Man alive. In my voice sessions, I more and more frequently find the big, clear, deep, bell-like center of my voice and hear suggestions of color that I don't hear elsewhere... especially on stage. Oh, the frustration! Doing Banquo outside, I'm not getting anything like the production or clarity I get in the rehearsal room. Christie Hernquist (Lady M.) and Brian Rooney (M.) can be heard clearly in the way that the rest of the cast is struggling for. The roof of my mouth is raw (though not the back, which is good), and I sound to myself as if I'm yelling at the bottom of a lake. And the less I say about 'nuance,' the better. I ain't gett'n none. Again, Christie is doing better than the rest of us. In fact, she's quite remarkable, especially since this is her first verse show.
The space we're working in is particularly difficult, I must add. It's big. It's outdoors. 'Nuf said.
Of course, this hasn't been a great day, all around. Today's voice session was a bit rough--it was odd, in fact, since my voice sounded GREAT but I couldn't find pitch to save my life. Also, I'm stinging a little from having lost a couple of parts in auditions lately, parts I should have been able to get (I was just the right type for one.)
What should I change in audition? Focus better. Make better, bigger decisions about objectives, work more quickly with impromptu 'as ifs,' and take a few frigg'n risks. The last part I think I should have gotten went to a an actor I consider to be weaker than me (in my hubris--what, me, hubris? You're shocked?), but he came in with a ballsy audition and sold the jokes. So, good on him. I gotta do my homework (yes, Neal, baby, I hear you--let myself breathe into where I am, and don't worry about 'stepping up.' The point is well taken.)

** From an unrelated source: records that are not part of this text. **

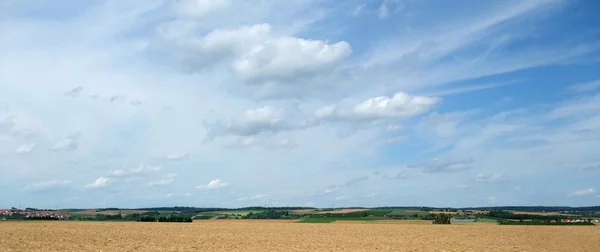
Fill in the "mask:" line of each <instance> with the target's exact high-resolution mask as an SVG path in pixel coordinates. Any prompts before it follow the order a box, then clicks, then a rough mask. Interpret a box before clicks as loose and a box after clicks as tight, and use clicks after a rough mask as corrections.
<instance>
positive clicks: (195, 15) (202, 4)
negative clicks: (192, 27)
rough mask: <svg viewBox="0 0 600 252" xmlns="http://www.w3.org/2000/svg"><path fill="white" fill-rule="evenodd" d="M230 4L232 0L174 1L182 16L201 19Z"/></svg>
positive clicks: (190, 18)
mask: <svg viewBox="0 0 600 252" xmlns="http://www.w3.org/2000/svg"><path fill="white" fill-rule="evenodd" d="M230 5H231V1H230V0H177V1H175V2H174V9H175V12H176V14H177V16H179V17H181V18H189V19H200V18H203V17H205V16H207V15H210V14H214V13H217V12H218V11H221V10H223V9H226V8H227V7H229V6H230Z"/></svg>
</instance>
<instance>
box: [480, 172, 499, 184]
mask: <svg viewBox="0 0 600 252" xmlns="http://www.w3.org/2000/svg"><path fill="white" fill-rule="evenodd" d="M475 179H476V180H477V181H479V182H486V183H500V182H504V181H506V180H507V178H506V176H504V175H502V174H498V173H497V174H479V175H477V177H476V178H475Z"/></svg>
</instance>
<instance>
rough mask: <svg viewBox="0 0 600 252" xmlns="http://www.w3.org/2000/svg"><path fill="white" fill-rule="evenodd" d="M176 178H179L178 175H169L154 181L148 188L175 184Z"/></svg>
mask: <svg viewBox="0 0 600 252" xmlns="http://www.w3.org/2000/svg"><path fill="white" fill-rule="evenodd" d="M176 176H177V174H176V173H170V174H167V175H165V176H163V178H162V179H159V180H152V181H150V182H148V186H165V185H170V184H171V183H173V181H175V177H176Z"/></svg>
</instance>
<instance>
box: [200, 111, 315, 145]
mask: <svg viewBox="0 0 600 252" xmlns="http://www.w3.org/2000/svg"><path fill="white" fill-rule="evenodd" d="M311 126H313V124H312V122H310V121H307V120H292V119H289V118H287V117H286V113H285V111H284V110H283V109H278V108H275V107H273V106H269V105H267V106H264V107H261V108H256V109H248V110H246V111H245V112H244V115H243V116H242V117H241V118H240V119H232V120H228V121H218V122H216V123H214V124H211V125H210V128H211V131H210V132H209V134H208V137H209V139H210V138H212V137H215V136H219V135H236V136H244V137H249V136H255V135H260V134H271V133H277V132H280V131H290V130H295V129H303V128H307V127H311ZM246 139H247V140H249V141H252V140H254V138H246Z"/></svg>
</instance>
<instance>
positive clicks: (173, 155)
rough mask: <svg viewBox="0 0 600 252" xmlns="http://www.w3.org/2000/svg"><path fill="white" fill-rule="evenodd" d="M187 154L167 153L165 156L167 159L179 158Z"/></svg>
mask: <svg viewBox="0 0 600 252" xmlns="http://www.w3.org/2000/svg"><path fill="white" fill-rule="evenodd" d="M187 156H188V153H182V154H169V155H167V156H166V157H165V158H166V159H168V160H173V161H175V160H181V159H184V158H186V157H187Z"/></svg>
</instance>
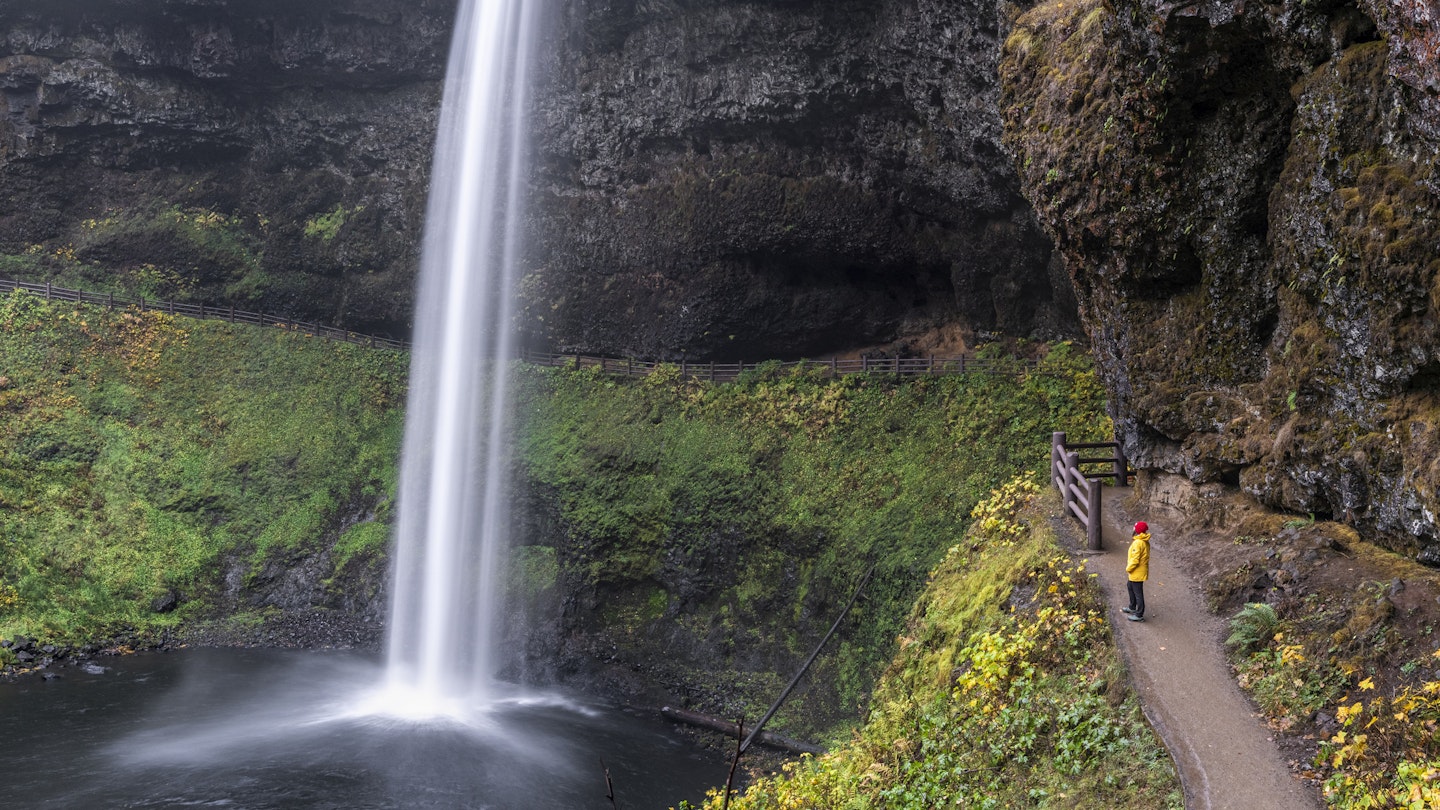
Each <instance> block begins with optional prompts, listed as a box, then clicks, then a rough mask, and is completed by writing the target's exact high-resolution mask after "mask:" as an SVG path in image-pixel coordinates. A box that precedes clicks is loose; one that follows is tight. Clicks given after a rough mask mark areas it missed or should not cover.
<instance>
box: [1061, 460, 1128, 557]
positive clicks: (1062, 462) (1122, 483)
mask: <svg viewBox="0 0 1440 810" xmlns="http://www.w3.org/2000/svg"><path fill="white" fill-rule="evenodd" d="M1102 448H1103V450H1110V451H1112V453H1110V455H1099V457H1090V458H1083V457H1081V455H1080V454H1079V453H1076V451H1077V450H1102ZM1094 464H1109V467H1110V468H1109V470H1103V471H1086V470H1084V467H1086V466H1094ZM1102 479H1115V486H1119V487H1125V486H1129V483H1130V467H1129V460H1128V458H1126V457H1125V448H1123V447H1120V442H1117V441H1094V442H1077V444H1068V442H1067V441H1066V434H1063V432H1054V434H1050V480H1051V481H1053V483H1054V484H1056V489H1057V490H1060V496H1061V497H1063V499H1064V502H1066V510H1067V512H1070V513H1071V515H1074V516H1076V517H1077V519H1079V520H1080V525H1081V526H1084V528H1086V548H1089V549H1090V551H1100V529H1102V526H1103V520H1102V512H1100V481H1102Z"/></svg>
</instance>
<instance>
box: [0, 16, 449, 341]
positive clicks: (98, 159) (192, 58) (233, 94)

This weekend, between run-throughs, I'm getting to work on a business plan for PENDLETON. I have some ideas about what distinquishes Neal and I as a creative team, and will begin to jot them out as a blue print for researching and structuring our pitch and road map. I think we have something good in PENDLETON. Neal also wants to begin workshopping it soon, which is going to be a lot of fun, and deeply informative. The actor who plays a key part--Zach Sherman--is exciting on screen, Neal's a terrific writer, the theme is good, we get to horse around in eastern Oregon, I get to act, and learn how to put a film together. It doesn't reall get better than that. There now. I feel better already.
I'm also finding ideas coming in on me for a series of Bogosian-style monologues, at a friend's suggestion. I have a working theme and I may have a literary source to work from. I'll learn a lot and stretch myself by putting these on the page, into workshop, and on camera.